A TIM Celular S/A foi condenada a
pagar indenização por dano moral coletivo no valor de R$ 500 mil, corrigidos
monetariamente. A decisão é da Juíza de Direito Laura de Borba Maciel Fleck, da
16ª Vara Cível do Foro Central de Porto Alegre, ao julgar ação coletiva de
consumo ajuizada pelo Ministério Público Estadual.
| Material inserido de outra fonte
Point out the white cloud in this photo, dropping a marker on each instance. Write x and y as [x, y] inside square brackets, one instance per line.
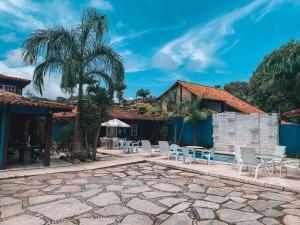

Cabe recurso da decisão.
A ação tem por objeto prática
comercial abusiva e publicidade enganosa por parte da TIM na comercialização do
serviço de Banda Larga 3G. Segundo o Ministério Público, a oferta feita pela
empresa ré induz o público em erro ao acreditar que a velocidade contratada lhe
será disponibilizada na capacidade máxima negociada, sem informar qualquer
restrição na quantidade de dados trafegados mensalmente.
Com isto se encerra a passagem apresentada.